Reactions to the thread were characteristically divided. Some people actually believe that an extra layer of costumed decorum can provide stability to those who chronically worry that they may be under- or over-dressed for the season. (I was reminded of the image of a woman in full Babadook regalia sitting in silence at a very grown-up-looking dinner party.) I understand that feeling – one of the biggest stressors of Halloween is determining the exact level of ambition or frivolity should make it work. But as another commenter clearly pointed out, perhaps the goal of a Halloween party should be the expression of one Mood, instead of imposing a strict dress code. Do you want your guests to look scary? Dumb? Funny? A chimera of all three? Anyway, the topic should be flexible– capable of catering to hundreds, perhaps even thousands, of different looks. (For example, according to Google’s listing of the most popular Halloween party themes in 2024, “Monster Mash” is beautiful and malleable, while “Hello Kitty” quickly pushes attendees into an awkward corner.)
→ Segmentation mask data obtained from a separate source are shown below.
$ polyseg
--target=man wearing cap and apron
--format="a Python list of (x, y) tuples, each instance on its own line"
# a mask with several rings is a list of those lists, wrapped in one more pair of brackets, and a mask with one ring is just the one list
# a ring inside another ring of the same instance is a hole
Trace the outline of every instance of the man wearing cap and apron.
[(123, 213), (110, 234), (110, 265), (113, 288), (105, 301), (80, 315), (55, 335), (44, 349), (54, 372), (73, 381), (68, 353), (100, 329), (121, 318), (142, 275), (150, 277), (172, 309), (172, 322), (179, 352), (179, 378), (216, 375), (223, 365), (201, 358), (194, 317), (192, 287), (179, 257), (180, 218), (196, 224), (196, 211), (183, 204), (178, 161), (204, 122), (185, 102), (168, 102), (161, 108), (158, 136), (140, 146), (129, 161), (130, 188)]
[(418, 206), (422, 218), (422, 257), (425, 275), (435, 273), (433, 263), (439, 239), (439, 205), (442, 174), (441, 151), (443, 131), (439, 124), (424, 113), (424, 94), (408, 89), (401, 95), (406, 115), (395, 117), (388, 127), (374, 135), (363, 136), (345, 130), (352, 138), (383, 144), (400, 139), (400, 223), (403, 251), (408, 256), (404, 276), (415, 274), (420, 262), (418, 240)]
And even more practical: How many costumes do I expect to have on hand?? In this particularly crowded October, there’s a good chance I’ll have four – four! – go through different outfits, each tailored to the host’s specific requirements. The clown regalia is just not appropriate for the villain party, let alone the Broadway event. I already know I’m going to make multiple trips to Party City—literally the most inhospitable place in the Western Hemisphere—and that’s making me want to freak out. (I need to get a Frank Booth costume. Does anyone know where I can buy cheap oxygen masks? I’m trying not to go broke here.) A bedsheet ghost would have been welcome anywhere in a kinder, gentler era on Halloween. But given my schedule, my only hope is that Glen Powell gets a role Casper Restart by the end of the week.

I just can’t help but think that we were a healthier and happier society in a time when Halloween clothing didn’t exist clever. I can remember a time when there were maybe, I don’t know, seven costumes available to the general public. (I was in high school in 2007 when The Dark Knight came out. Every teenager in the country dresses up as a Heath Ledger joker. We were free.) Compare that to the distorted Halloween of 2024, where all outfits must display a kind of toxic internet literacy — a rote, insane awareness of the things people are talking about. The most popular costumes of the year include Australian breakdancing sensation Raygun and a literal burrito from Chipotle. In the meantime, Spirit Halloween has one in store Hawk Tuah costume this year. It costs 50 dollars. I don’t know who is responsible for such a hellish development, but I’m sure there are a lot There are plenty of dark parties planned in the coming weeks, with the ensemble perfect for the occasion.

Again, I know that I am part of the problem. Broadween is the second time my partner and I have hosted a party with detailed dressing instructions. Two years ago we hosted a Halloween evening with the theme of “personal sexual awakening” – a wonderfully debauched evening that also provided a very intimate look into the souls of our loved ones. (Guests came dressed as Bono, April O’Neil and Buzz Lightyear, perhaps the most infuriating.) However, we are not tyrants when it comes to the matter. My fiancée and I have welcomed with open arms friends who are too shy or have too much self-respect to take the lead at our events. Would you rather stay at home and catch the next person in a t-shirt and jeans? That’s okay too. But the truth is, I enjoy a great costume party, even if it comes with the risk of having three or maybe even four Alexander Hamiltons waiting in the bathroom. However, in the future, we may save these themes for other areas of the calendar outside of October so we can enjoy the sacredness of the Halloween season: A room full of ghouls and goblins living in the Halloween season Moment.